Considering that fact that women have such good GPAs at this college compared to the men, I thought it would be good to check if the majors that had a higher average GPA really just had a higher percentage of women.

In [39]:
#Find total student counts and how many of those are women
women_by_major = df.groupby(['Prog Code', 'Gender'])['Gender'].count().reset_index(name='Count')
counts_major = df.groupby('Prog Code')['Gender'].count().reset_index(name= 'Total')

#Group into one data frame
total_counts = women_by_major.merge(counts_major, on = 'Prog Code')
women_counts = total_counts.loc[total_counts['Gender'] =='Female'].copy() 
women_counts['Percent Women'] = round((women_counts['Count'] / women_counts['Total']),4) * 100

px.bar(women_counts, x='Prog Code', y= "Percent Women").show()

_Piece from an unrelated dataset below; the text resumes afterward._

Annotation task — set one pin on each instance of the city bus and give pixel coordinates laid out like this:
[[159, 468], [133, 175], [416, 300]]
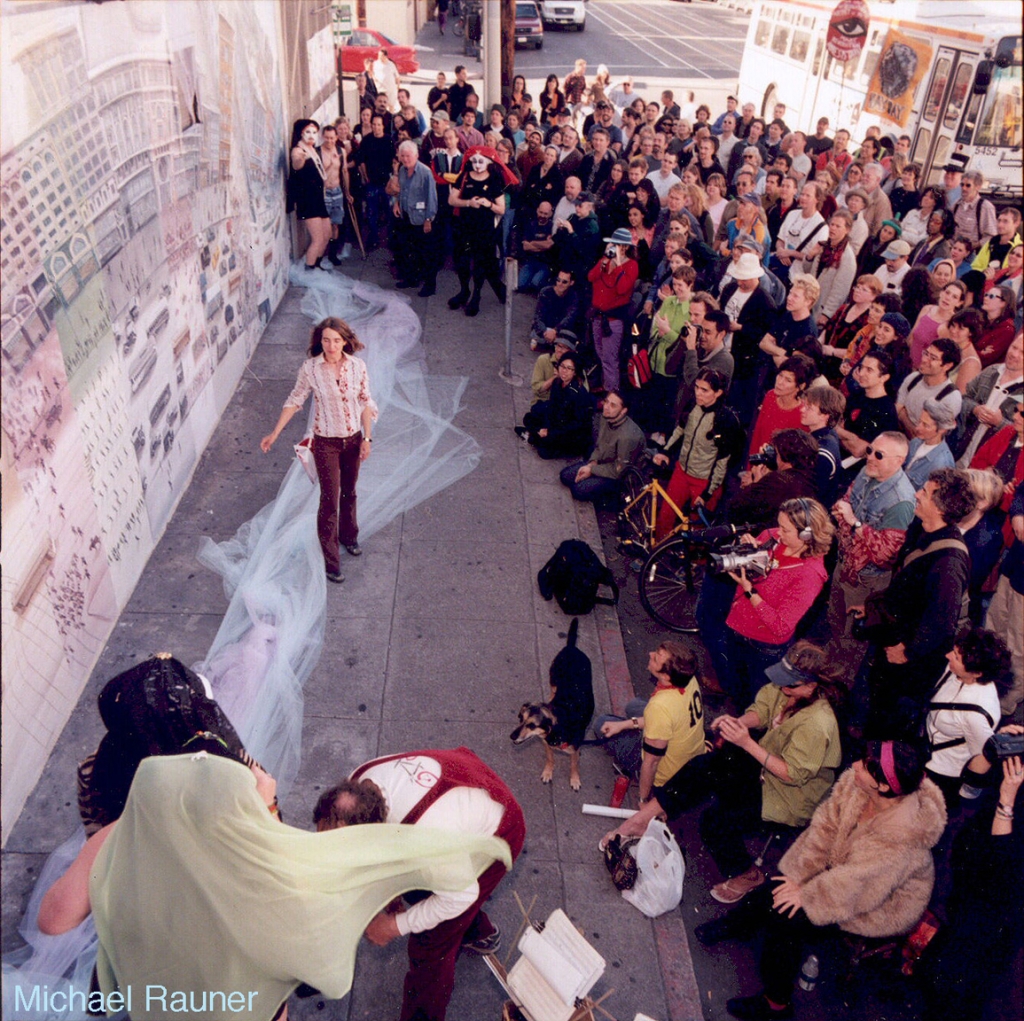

Turns out, not every women at this college has an excellent GPA. The majors where the women's GPA is similar to the men's GPA are the same majors that have a higher percentage of women - the chemistry majors. The fewer women in other majors also meant fewer underachievers, making the men look worse.

Exploring this data led to many surprising insights. Just from looking at the data, it is not easy to see that the GPA scores are normally distributed, or that women outperform men in regards to graduating GPA. There were multiple trends that I would not have been able to guess without the plots like that high school GPA is a poor indicator of college GPA.

This project gave me a better understanding of the "Academic Performance" data set. Because of my familiarity with the data, I have several ideas on using this data set to build a machine learning model; for example, having CGPA be a label with a student's major and gender being features instead of high school GPA.